Difficile crederlo: ma non certo per via delle malefiche arti incantatorie della televisione, del suo potere ipnotico, della sua irresistibile malìa. Il pericolo, come sempre, non sta negli strumenti, ma nell’uso – o abuso – che se ne fa: e che decide del loro essere, di volta in volta, utili sostegni, svaghi innocenti, aiuti all’educazione, o puri e semplici sostituti di una funzione genitoriale assente. Così il piccolo schermo non è il primo e non sarà l’ultimo, né il più dannoso, dei “parcheggi” cui vengono ogni giorno affidati i nostri bambini, in particolare quelli sotto i trentasei mesi: alle cui esigenze specifiche, TV a parte, viene di solito dedicata un’attenzione pressoché nulla, surclassata dalle istanze della parità e della produttività. È in nome dell’una e dell’altra che i bambini oggi devono rinunciare ad essere allevati da madri e padri in questa delicata fase del loro primo sviluppo; e nell’impossibilità di trascorrere più di qualche decina di minuti al giorno con i loro genitori, sono rimbalzati da nonni a tate, da asili nido a ludoteche. Il tutto, stranamente (o forse no) senza che alcuno protesti: anzi, per lo più, nella generale invocazione affinché i cosiddetti servizi di assistenza all’infanzia amplino i loro orari e tempi di apertura, e vengano incrementati, possibilmente a spese dello Stato.

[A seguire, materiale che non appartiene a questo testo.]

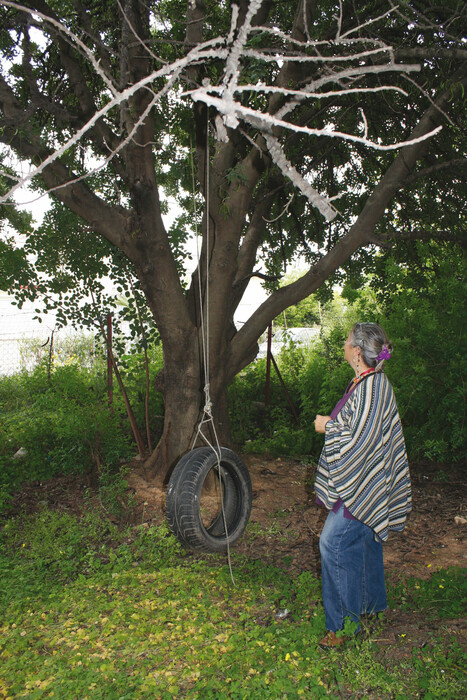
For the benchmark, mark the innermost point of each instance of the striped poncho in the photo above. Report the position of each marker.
(364, 461)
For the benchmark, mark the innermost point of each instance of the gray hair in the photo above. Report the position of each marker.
(370, 338)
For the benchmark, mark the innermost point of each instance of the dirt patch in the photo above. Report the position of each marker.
(285, 525)
(285, 521)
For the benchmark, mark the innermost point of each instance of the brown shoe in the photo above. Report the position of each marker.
(331, 640)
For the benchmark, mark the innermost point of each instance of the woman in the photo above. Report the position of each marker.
(363, 480)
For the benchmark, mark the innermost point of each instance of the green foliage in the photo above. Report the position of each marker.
(422, 310)
(423, 313)
(443, 595)
(91, 611)
(61, 422)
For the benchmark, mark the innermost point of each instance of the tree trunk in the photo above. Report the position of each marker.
(196, 414)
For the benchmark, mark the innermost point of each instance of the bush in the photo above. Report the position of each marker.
(62, 424)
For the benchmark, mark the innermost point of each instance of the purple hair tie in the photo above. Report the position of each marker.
(385, 354)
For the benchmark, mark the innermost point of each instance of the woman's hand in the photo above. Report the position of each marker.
(320, 423)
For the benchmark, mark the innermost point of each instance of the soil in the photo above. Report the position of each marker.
(285, 524)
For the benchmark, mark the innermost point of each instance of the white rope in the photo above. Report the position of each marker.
(207, 417)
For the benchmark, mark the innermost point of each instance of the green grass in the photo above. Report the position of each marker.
(88, 611)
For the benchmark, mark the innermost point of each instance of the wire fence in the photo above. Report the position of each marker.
(25, 342)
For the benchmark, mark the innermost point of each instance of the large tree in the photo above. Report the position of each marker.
(281, 128)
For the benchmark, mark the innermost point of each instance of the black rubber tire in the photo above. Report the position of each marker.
(183, 499)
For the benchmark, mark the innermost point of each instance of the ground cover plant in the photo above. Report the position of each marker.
(92, 611)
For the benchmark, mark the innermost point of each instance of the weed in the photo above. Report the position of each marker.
(92, 611)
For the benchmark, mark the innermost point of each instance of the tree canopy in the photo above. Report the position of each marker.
(319, 130)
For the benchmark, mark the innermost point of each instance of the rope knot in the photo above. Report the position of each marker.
(208, 402)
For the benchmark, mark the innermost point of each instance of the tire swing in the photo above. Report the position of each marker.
(209, 516)
(208, 498)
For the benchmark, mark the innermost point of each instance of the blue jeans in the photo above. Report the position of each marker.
(352, 571)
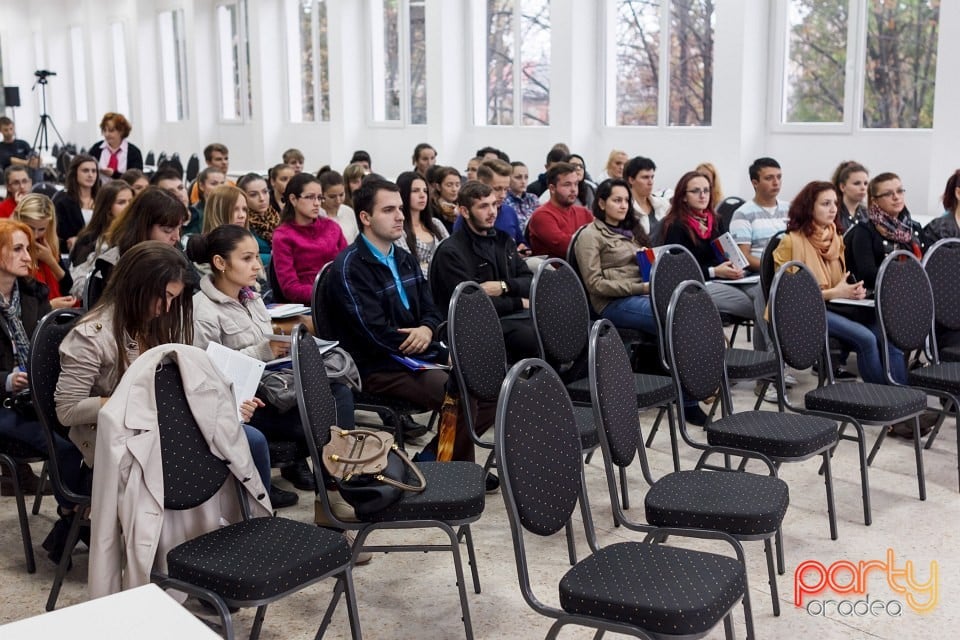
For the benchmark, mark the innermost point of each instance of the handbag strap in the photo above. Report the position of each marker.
(402, 485)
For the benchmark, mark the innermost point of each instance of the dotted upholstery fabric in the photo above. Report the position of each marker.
(541, 453)
(191, 473)
(747, 364)
(476, 340)
(698, 345)
(663, 589)
(560, 312)
(45, 364)
(943, 377)
(258, 559)
(776, 435)
(650, 390)
(867, 402)
(800, 316)
(905, 300)
(942, 265)
(455, 491)
(313, 390)
(744, 504)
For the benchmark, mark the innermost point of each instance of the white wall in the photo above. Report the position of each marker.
(740, 130)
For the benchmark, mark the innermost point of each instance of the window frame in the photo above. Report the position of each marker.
(376, 52)
(854, 82)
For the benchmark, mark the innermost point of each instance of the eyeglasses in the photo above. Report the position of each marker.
(891, 193)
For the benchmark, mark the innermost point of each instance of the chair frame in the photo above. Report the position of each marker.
(364, 528)
(826, 367)
(951, 400)
(50, 424)
(654, 535)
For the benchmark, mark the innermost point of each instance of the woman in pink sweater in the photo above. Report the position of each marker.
(304, 241)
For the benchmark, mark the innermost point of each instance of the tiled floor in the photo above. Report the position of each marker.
(414, 595)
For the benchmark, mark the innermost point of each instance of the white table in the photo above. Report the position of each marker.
(144, 613)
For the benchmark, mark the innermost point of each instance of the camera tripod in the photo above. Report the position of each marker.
(42, 137)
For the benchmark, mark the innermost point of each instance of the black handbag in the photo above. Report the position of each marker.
(369, 469)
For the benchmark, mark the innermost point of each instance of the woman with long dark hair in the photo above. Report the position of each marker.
(305, 240)
(421, 231)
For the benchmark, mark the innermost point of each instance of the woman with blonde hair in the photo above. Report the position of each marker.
(38, 212)
(716, 193)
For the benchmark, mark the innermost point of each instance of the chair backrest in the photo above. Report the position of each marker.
(798, 317)
(561, 317)
(538, 449)
(321, 321)
(904, 301)
(767, 264)
(613, 394)
(193, 167)
(673, 265)
(318, 409)
(695, 342)
(191, 473)
(44, 374)
(725, 211)
(942, 264)
(575, 265)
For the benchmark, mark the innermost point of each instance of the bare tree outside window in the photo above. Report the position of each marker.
(900, 61)
(640, 46)
(514, 25)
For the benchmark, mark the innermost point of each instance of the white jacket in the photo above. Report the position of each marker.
(130, 532)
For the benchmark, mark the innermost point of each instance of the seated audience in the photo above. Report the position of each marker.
(480, 252)
(553, 224)
(851, 180)
(115, 154)
(37, 212)
(75, 204)
(24, 302)
(888, 227)
(422, 232)
(304, 241)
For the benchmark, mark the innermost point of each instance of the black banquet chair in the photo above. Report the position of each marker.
(633, 588)
(454, 496)
(251, 563)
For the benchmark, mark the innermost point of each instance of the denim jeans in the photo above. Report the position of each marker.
(865, 341)
(631, 312)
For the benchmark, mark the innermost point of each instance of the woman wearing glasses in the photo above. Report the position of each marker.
(888, 227)
(305, 239)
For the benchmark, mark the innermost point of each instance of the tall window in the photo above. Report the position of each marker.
(517, 86)
(119, 51)
(79, 62)
(173, 63)
(875, 57)
(234, 61)
(399, 57)
(308, 82)
(660, 62)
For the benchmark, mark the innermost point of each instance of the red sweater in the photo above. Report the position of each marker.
(551, 228)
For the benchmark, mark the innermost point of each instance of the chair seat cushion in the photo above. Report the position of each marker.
(662, 589)
(747, 364)
(651, 390)
(586, 427)
(455, 492)
(776, 435)
(942, 377)
(867, 402)
(258, 559)
(742, 504)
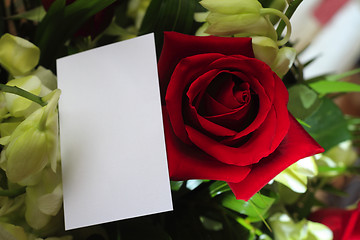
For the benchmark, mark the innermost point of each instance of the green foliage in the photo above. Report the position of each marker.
(36, 14)
(256, 208)
(328, 125)
(326, 87)
(168, 15)
(303, 101)
(60, 23)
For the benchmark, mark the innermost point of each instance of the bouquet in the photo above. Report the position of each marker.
(254, 150)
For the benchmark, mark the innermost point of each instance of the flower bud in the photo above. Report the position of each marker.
(284, 61)
(47, 78)
(265, 49)
(3, 109)
(137, 9)
(232, 6)
(240, 18)
(33, 144)
(17, 55)
(284, 228)
(295, 176)
(22, 107)
(44, 200)
(10, 231)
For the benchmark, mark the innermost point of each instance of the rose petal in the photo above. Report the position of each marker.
(178, 46)
(296, 145)
(255, 148)
(187, 70)
(186, 162)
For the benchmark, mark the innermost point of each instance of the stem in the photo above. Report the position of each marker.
(265, 11)
(289, 12)
(22, 93)
(12, 193)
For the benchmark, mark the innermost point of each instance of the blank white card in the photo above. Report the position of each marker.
(111, 133)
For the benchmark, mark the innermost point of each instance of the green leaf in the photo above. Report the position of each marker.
(36, 14)
(328, 125)
(303, 101)
(60, 23)
(168, 15)
(326, 87)
(256, 208)
(218, 188)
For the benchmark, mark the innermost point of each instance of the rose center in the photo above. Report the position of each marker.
(230, 102)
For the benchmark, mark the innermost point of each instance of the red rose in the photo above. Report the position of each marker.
(345, 224)
(225, 114)
(95, 25)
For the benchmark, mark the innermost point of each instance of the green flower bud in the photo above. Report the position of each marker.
(33, 144)
(10, 231)
(19, 106)
(47, 78)
(44, 200)
(241, 18)
(17, 55)
(284, 228)
(232, 6)
(265, 49)
(137, 9)
(296, 176)
(3, 109)
(284, 60)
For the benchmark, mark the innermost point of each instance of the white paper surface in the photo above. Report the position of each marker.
(111, 132)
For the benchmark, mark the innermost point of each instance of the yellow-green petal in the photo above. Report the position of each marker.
(17, 55)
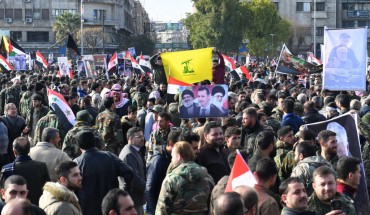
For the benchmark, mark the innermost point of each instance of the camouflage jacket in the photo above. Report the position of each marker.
(25, 103)
(305, 168)
(109, 126)
(186, 190)
(321, 208)
(12, 95)
(70, 144)
(50, 120)
(287, 166)
(282, 149)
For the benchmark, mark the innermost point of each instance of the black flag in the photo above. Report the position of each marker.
(72, 45)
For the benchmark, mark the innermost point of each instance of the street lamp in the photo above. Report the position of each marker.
(272, 44)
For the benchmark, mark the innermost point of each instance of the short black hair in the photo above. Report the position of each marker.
(306, 149)
(284, 130)
(285, 184)
(208, 126)
(21, 149)
(347, 165)
(14, 179)
(232, 204)
(265, 138)
(108, 102)
(63, 169)
(265, 169)
(86, 139)
(110, 201)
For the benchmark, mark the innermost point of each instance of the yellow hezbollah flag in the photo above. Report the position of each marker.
(189, 66)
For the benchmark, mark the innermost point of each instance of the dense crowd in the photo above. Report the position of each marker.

Troppo facile prendersela con la TV. Grazie anche all’impegno delle associazioni che, negli anni, hanno esercitato una costante vigilanza sul consumo di media da parte dei minori, la televisione rappresenta sempre meno uno spauracchio per i bambini: che rispetto a qualche anno fa possono ora contare su programmazioni dedicate, senza infiltrazioni di violenza dal mondo adulto e depurate di spot. Così, il nuovo canale di Sky sarà realizzato sotto la direzione di esperti e psicologi, e trasmesso completamente privo di pubblicità. Ma chi vigilerà invece su quei lattanti che, affidati a baby sitter in carne e ossa, vengono trascinati per giorni nei loro passeggini in solitarie perlustrazioni dalla tata che non rivolge loro una parola? Chi sorveglierà invece quei neonati che, iscritti pure al migliore degli asili nido, passano a sei mesi o poco più dal costante, vitale contatto con la madre a una separazione che dura otto o dieci ore al giorno, in attesa di una mezz’ora serale che, in nome del “tempo di qualità”, tenti di riscattare tanta lontananza? E a proposito di ripercussioni sulla crescita fisica e psicologica della prima infanzia, chi si preoccuperà di denunciare i documentati danni che derivano dalla separazione prolungata dei neonati dai loro genitori fin dai primi mesi di vita, divenuta ormai lo standard nella nostra civiltà efficientista, egualitarista, e profondamente sterile?